Lettre ouverte à la société civile et aux autorités qui la financent : culture associative, compétition et financements  

Google, SpaceX, … et l’associatif : quels lieux communs ?

Voici un parallèle un peu osé. Je me le permets, d’abord parce que l’analyse comparative est un outil pertinent pour appréhender les phénomènes sociaux ; mais aussi pour provoquer, bousculer les esprits, car l’associatif en Belgique francophone est en souffrance. En effet, depuis quelques années déjà, ce secteur doit affronter des enjeux qui, je pense, le dépassent ; l’un d’eux est la mise en concurrence des ASBL entre elles mais aussi avec le secteur marchand, un autre est le manque de clarté, de rationalité, de pérennité, dans la façon dont elles sont financées par les pouvoirs publics. 

Qu’est-ce qu’il y a de commun entre un cadre de Google ou de Spacex et une travailleuse, un travailleur, du secteur associatif en Belgique francophone ? Voici les missions affichées des premiers, leur positionnement sur le marché : la mission de Google est d’organiser les informations à l’échelle mondiale dans le but de les rendre accessibles et utiles à tous ; par ailleurs en 2015, SpaceX demandait l’autorisation pour construire Starlink une constellation de 4000 satellites capables de donner accès à Internet au monde entier, y compris dans les régions les plus reculées ne disposant pas d’infrastructures.
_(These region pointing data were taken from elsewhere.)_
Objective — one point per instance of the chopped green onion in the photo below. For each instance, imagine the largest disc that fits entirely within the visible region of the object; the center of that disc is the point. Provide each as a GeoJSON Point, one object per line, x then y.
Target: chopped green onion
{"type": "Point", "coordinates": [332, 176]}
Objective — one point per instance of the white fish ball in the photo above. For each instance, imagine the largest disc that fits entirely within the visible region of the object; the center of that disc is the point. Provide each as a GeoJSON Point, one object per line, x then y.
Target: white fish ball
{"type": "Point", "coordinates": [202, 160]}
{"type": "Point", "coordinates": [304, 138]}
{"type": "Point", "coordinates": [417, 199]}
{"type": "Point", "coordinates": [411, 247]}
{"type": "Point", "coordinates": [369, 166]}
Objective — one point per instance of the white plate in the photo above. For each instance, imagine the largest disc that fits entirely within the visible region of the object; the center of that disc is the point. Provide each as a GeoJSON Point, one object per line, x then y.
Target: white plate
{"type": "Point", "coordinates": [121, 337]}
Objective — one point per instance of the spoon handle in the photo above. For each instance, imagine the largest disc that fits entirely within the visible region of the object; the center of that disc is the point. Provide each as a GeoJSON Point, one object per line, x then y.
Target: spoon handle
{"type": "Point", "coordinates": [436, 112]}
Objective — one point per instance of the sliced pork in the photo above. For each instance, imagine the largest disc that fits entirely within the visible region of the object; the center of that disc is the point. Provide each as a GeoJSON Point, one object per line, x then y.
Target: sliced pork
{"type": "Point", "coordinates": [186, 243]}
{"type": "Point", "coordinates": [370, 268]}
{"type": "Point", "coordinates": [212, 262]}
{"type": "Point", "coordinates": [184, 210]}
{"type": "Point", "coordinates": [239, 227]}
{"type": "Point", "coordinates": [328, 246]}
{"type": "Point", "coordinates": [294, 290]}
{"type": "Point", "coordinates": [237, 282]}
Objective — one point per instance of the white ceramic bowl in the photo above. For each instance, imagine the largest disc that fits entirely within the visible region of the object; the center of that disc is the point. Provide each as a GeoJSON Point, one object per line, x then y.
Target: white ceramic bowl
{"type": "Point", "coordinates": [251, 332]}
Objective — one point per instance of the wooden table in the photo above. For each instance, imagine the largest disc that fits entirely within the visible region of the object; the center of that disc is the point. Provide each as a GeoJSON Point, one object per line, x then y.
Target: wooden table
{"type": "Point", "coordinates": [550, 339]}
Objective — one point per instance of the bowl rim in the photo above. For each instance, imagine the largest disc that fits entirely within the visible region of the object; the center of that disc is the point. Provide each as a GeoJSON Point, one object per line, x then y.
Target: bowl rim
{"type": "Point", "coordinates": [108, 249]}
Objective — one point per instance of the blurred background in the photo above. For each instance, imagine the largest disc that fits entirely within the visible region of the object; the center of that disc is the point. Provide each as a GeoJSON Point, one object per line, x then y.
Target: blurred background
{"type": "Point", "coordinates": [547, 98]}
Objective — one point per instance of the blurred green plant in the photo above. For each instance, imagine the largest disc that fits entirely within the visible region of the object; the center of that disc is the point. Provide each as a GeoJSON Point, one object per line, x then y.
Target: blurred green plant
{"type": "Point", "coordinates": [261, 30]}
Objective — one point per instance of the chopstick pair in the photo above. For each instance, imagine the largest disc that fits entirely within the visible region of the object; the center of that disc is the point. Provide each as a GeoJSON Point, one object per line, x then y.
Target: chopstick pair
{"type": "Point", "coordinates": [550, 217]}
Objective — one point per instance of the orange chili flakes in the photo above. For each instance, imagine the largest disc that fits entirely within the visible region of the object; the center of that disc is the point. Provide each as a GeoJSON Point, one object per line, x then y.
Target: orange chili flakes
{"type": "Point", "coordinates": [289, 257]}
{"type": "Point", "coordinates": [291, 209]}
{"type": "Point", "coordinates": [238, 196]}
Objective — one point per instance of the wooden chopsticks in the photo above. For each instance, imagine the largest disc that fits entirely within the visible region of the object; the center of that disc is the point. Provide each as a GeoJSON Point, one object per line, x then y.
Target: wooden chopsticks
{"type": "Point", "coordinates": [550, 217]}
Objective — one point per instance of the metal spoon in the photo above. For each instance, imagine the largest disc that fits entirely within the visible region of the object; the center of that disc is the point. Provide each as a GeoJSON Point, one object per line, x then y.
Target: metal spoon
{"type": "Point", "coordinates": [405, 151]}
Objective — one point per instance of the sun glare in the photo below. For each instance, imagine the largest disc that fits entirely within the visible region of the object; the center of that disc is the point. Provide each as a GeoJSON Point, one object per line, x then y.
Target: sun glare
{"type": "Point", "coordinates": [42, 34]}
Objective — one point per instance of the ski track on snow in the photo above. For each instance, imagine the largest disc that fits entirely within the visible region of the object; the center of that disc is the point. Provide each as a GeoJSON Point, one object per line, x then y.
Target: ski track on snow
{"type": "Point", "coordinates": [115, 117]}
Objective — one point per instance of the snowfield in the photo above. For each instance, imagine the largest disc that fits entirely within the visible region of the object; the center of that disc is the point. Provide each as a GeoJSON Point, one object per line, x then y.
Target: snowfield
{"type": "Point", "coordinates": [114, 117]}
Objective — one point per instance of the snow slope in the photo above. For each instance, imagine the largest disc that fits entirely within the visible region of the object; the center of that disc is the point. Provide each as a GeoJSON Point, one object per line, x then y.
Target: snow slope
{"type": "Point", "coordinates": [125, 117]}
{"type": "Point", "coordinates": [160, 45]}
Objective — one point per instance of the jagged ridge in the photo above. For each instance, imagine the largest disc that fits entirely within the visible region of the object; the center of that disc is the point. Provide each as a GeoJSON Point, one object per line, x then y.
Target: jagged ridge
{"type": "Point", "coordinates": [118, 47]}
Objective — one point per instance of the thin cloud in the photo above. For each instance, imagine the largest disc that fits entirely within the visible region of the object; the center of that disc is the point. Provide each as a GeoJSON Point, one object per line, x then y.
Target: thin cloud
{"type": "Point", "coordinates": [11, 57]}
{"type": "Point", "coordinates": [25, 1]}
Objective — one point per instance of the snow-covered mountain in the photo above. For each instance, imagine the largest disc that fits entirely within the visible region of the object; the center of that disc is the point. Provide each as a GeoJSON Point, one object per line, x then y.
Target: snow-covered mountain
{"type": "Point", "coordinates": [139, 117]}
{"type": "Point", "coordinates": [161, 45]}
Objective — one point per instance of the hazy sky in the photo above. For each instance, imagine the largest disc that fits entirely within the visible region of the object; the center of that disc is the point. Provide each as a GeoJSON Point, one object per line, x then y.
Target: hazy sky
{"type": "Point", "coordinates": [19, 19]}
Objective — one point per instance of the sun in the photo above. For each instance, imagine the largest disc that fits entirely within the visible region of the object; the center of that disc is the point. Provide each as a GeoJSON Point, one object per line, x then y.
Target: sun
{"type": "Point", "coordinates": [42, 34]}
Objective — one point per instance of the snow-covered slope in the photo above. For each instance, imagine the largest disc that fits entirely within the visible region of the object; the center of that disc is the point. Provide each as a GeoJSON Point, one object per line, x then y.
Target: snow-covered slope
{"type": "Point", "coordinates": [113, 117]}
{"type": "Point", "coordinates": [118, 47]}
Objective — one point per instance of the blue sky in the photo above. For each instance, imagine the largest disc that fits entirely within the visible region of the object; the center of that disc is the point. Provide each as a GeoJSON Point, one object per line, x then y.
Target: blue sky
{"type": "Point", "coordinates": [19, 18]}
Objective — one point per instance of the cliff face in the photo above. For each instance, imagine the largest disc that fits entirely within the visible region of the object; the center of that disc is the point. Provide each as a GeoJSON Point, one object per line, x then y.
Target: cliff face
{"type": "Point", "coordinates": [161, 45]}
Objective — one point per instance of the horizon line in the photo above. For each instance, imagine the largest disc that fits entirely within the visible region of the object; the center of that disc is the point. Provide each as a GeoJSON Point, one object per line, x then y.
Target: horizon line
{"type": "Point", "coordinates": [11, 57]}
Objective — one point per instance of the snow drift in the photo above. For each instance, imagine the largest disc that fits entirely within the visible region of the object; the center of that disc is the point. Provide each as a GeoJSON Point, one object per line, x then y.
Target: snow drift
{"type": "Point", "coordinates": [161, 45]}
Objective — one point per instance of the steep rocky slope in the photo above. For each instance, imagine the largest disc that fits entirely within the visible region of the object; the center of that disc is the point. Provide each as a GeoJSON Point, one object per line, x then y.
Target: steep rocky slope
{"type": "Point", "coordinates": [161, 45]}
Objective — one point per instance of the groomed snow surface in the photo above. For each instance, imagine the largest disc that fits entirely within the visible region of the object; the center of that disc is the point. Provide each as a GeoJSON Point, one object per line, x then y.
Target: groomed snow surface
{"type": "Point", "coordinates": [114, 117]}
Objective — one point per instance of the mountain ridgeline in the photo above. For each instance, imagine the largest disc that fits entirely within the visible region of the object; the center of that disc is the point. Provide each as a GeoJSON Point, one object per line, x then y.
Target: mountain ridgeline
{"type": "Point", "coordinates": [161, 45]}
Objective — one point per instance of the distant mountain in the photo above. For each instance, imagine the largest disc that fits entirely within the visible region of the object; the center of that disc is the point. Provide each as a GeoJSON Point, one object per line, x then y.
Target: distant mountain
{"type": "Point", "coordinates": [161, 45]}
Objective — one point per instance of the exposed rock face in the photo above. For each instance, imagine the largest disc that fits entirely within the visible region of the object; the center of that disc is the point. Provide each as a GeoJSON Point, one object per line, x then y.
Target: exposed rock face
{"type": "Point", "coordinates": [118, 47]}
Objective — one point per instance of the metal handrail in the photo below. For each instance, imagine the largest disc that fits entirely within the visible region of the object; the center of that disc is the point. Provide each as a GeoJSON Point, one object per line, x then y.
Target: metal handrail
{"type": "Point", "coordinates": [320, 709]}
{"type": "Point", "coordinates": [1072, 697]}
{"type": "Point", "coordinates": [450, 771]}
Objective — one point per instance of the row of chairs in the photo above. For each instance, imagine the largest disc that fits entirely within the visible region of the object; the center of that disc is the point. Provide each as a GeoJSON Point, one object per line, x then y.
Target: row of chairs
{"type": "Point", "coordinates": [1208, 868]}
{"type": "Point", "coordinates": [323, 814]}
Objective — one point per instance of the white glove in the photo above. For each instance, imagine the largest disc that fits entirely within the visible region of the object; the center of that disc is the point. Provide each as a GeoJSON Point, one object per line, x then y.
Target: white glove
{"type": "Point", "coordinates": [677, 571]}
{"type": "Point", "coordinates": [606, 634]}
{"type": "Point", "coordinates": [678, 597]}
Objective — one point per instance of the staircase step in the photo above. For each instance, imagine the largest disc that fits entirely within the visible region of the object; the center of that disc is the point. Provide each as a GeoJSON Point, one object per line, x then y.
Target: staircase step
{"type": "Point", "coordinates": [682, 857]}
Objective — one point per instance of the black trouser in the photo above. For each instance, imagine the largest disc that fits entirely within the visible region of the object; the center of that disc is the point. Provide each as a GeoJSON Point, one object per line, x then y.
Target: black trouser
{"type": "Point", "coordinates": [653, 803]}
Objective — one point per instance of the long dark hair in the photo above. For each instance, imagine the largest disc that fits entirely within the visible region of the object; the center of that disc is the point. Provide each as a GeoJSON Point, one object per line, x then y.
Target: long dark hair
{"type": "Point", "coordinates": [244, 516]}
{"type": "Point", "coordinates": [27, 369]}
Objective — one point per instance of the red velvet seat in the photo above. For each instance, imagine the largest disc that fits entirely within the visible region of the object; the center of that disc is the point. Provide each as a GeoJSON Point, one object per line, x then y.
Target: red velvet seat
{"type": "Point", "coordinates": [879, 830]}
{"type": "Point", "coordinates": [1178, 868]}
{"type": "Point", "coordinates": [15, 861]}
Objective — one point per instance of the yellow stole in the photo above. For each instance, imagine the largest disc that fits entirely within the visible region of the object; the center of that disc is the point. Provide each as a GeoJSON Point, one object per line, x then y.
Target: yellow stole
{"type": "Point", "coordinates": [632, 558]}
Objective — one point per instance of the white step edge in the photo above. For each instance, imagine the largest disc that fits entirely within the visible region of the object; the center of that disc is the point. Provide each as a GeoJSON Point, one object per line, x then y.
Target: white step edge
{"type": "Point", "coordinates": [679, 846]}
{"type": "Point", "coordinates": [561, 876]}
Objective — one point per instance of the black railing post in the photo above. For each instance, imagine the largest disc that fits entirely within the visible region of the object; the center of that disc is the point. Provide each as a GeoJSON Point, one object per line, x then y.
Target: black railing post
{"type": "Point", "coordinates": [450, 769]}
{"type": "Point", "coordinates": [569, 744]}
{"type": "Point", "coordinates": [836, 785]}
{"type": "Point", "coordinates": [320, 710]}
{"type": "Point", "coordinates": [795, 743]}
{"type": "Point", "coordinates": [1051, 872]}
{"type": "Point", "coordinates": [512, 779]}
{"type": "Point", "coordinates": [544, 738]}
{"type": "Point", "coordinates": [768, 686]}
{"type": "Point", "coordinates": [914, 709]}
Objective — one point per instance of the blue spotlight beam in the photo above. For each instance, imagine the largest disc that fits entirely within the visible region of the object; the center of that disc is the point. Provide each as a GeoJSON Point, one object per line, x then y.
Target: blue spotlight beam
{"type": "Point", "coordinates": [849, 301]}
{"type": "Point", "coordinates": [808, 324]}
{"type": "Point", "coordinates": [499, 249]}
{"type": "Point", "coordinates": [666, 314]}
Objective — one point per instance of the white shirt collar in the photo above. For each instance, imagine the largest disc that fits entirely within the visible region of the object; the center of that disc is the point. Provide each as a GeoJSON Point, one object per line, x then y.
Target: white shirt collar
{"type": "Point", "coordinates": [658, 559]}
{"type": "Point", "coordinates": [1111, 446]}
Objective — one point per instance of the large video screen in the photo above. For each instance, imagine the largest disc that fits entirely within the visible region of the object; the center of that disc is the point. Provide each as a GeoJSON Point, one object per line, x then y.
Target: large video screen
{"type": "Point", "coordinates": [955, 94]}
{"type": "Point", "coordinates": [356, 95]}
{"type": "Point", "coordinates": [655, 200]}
Une récurrence dans ces objectifs et une ressemblance avec les nôtres est évidente : l’accès. Dans le social et de la santé, nous voulons aussi élargir l’accès à la culture, à la recherche, aux soins de santé, à l’information et même aux technologies pour réduire la fracture numérique ! Cette mission de l’accès participe d’un côté et de l’autre à la culture d’entreprise et à la culture associative – dans les deux cas, elle donne une légitimité aux personnes qui y participent et disent œuvrer au bien commun, aux valeurs universelles et progressistes. Eux le font de façon lucrative, pour le progrès matériel et à une échelle macro ; nous le faisons avec des bouts de ficelles, pour le progrès social et communautaire, pour des salaires moyens, à une échelle micro.

À côté du package salarial, la culture d’entreprise élitiste fait la force de ces entreprises qui, en provoquant la compétition entre les employé.es, sélectionnent les meilleurs des meilleurs. Dans le non-marchand, la compétition ne concerne pas tant les personnes, mais plutôt les ASBL entre elles de par son système de financements.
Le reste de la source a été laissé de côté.